Puedo romper en setenta y cinco pedazos sus mesas.
Puedo insultarlos. Hasta que sangre mi lengua.
Puedo cortar la luz de sus antros progre-fachos.
Puedo desesperarme.
Exaltarme por el murmullo de sus bocas rajadas.
Atropellar las palmas de aplausos vacíos.
Puedo hacer pis en sus vasos y asesinar a la ausencia de sus sombras
y arrebatar un pedazo de nada que desprenden sus ojitos tenues.
Una sílaba impalpable
retuerce las luces de un micrófono gastado.
Puedo dormirme en escena.
Puedo adivinarles un futuro inventado por mi panza. Misteriosa.

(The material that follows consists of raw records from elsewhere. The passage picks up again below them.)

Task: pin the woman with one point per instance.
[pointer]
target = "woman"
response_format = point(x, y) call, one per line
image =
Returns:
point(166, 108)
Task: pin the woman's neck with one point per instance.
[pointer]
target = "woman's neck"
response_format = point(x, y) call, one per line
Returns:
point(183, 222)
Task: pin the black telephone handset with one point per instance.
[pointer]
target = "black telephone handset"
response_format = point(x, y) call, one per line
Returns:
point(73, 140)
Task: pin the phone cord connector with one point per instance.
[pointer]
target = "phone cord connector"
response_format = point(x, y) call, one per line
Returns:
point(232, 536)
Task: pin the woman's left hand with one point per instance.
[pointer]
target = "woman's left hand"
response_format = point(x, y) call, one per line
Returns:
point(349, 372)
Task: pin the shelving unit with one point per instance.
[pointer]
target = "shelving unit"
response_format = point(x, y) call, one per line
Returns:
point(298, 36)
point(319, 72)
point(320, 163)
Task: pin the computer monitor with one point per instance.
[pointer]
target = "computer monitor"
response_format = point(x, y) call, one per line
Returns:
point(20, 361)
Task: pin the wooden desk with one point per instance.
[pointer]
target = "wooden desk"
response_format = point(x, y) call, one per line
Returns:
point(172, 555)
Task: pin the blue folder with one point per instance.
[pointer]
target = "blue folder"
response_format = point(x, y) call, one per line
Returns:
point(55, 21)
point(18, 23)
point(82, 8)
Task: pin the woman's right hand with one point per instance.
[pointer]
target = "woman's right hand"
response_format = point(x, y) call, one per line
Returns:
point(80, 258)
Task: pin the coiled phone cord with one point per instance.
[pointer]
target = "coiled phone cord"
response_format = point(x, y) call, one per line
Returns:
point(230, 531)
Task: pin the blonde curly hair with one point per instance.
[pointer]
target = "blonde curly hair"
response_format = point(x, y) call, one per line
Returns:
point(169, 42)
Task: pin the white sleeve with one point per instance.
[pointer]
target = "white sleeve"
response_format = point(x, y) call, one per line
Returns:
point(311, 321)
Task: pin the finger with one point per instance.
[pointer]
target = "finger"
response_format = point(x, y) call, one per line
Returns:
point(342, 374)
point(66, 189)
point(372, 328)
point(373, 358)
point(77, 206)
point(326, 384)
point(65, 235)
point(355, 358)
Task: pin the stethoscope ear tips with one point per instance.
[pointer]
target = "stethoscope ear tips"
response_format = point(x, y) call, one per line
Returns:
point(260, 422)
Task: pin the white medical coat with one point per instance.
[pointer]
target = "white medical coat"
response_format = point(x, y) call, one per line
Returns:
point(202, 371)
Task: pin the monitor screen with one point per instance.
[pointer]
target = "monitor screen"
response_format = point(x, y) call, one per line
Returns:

Puedo gritarles, hacer aparecer un duende bostezando, atornillar sus manos al piso, revolear copas repletas.
Hay un verso colado
entre las hendijas de un ventanal ciego.
¿Dónde están los que se arrancan la piel en el espejo del baño?
¿Los que coleccionan batallas para lanzar mensajes en botellas?
¿Dónde?
¿Los que no duermen por el éxtasis ígneo de un amanecer sosegado?
Puedo llorar por la indiferencia, mandarlos a la mierda y huir,
agujerear mis bolsillos para que caigan poemas.
Puedo gozarlos, sobrarlos, putearlos.
Puedo tallar mis voces en sus frentes, en sus tetas, en los preámbulos de sus páginas catárticas.
Puedo.
Pero si hacen silencio y me escuchan,
¿me escuchan?
van a ser mis palabras
las que se encarguen primero de todo eso.
Una camisa de fuerza
se rinde a los pies de mi métrica infundada.